Function-level requires is appropriate when functions within the same file
have different external dependencies, or when the library provides fallback
chains. Putting requires at the top of the function means the check fires
at the point where the tool is actually needed. A caller who loads the file
but only calls one variant isn't blocked by tools they never touch.
There's a subtlety with automated detection of what a file "requires". The
obvious approach — scan for command names in the source — produces a noisy
list. It picks up builtins (test, echo, getopts, type, alias,
false, hash) that are always present and should never appear in requires.
It picks up words that happen to match command names: file from variable
names and # shellcheck shell=bash in #!/bin/false shebangs; pass from
the password manager appearing in comments; last from a function named
last; w from a local variable. It picks up self-references in wrapper
files that are themselves the replacement for the tool they appear to require
(seq.sh requiring seq, tac.sh requiring tac, mapfile.sh requiring
mapfile). And it misses the distinction between a tool that is a hard
dependency and one that appears only in an optional fallback branch.
Automated scanning is useful for generating a first-pass candidate list, but it requires a human pass before anything is committed. The signal-to-noise ratio in a raw scan is low enough that acting on it directly would introduce more incorrect guards than correct ones.

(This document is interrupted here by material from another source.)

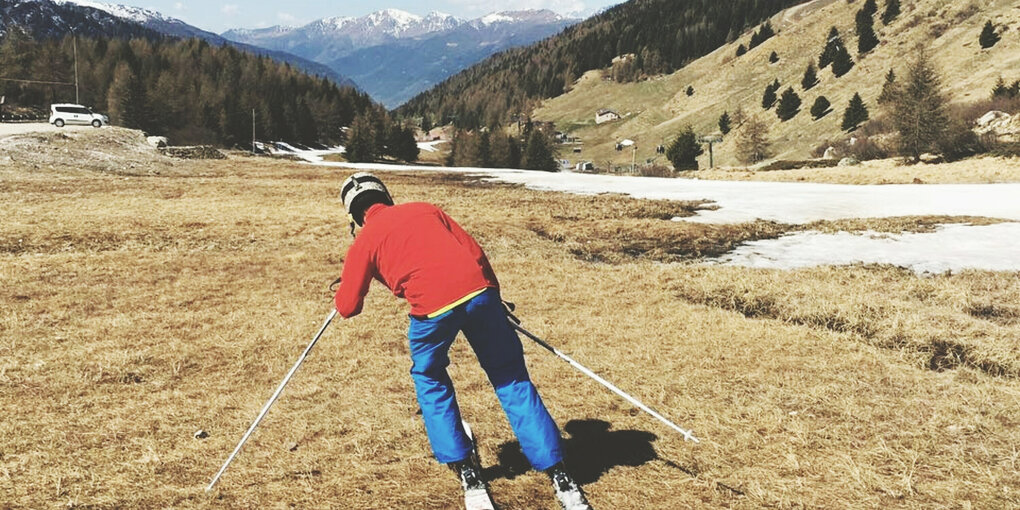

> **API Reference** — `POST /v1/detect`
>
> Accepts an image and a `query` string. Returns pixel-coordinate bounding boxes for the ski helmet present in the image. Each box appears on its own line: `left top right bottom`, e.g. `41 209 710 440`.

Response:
340 171 393 224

The rule that came out of a full audit of the shellac library files:
Library level when every function in the file uses the same external tool, or when the file is so single-purpose that it is useless without it.

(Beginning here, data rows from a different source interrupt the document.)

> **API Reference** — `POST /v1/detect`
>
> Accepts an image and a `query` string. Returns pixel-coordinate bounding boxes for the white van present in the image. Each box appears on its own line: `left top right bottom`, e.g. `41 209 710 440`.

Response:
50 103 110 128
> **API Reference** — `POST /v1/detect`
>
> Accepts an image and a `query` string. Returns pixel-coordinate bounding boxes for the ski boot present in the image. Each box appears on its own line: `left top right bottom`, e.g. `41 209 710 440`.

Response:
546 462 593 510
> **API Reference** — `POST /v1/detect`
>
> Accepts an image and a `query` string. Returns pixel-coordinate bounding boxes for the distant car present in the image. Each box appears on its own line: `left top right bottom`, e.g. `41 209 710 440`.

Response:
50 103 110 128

Function level when the file contains functions with different external dependencies, when the file provides fallback chains across multiple tools, or when a significant portion of the file's functions have no external dependencies at all.
No requires at all when the file is pure shell — parameter expansions, arithmetic, string tests, no external command calls. Requiring nothing is not a gap in the defensive posture; it is accurate documentation of what the code actually needs.
This raises an apparent contradiction with the self-reference rule
established earlier: shellac library code should avoid cross-library calls,
because extracting a single function shouldn't drag in half the library.
requires is a cross-library call. Every function that uses it depends on
core/requires.sh.
The justification is that requires is not utility code — it is
infrastructure. The earlier self-reference rule targets calls like using
is_command when command -v does the same job inline. The concern there
is coupling: a caller who wants str_toupper shouldn't need core/is.sh
just because the author preferred a shellac wrapper over a POSIX primitive.
requires doesn't have a meaningful inline equivalent. The alternative is
an open-coded block:
my_function() {
if ! command -v openssl >/dev/null 2>&1; then
printf -- '%s\n' "my_function: openssl not found" >&2
return 127
fi
# ...
}
That is not more extractable — it's just longer and less consistent. The
shellac convention for dependency checking is requires, and that
convention has value precisely because it's uniform. If library code
sometimes uses requires and sometimes open-codes command -v blocks,
callers can't rely on either form being present when they extract a
function. Consistency wins here, and the coupling cost is accepted
deliberately.
What this means in practice: if you lift a shellac function into your own
script and it contains a requires call, you need to handle it. The
options are straightforward — either bring core/requires.sh along with
it, replace the requires call with an inline command -v guard, or
remove it entirely if you're confident the dependency is present in your
environment. The requires call will fail with command not found (exit
127) if core/requires.sh hasn't been loaded. It won't fail silently.
That's intentional — a missing requires implementation is at least
loud, even if the error message points to the wrong problem.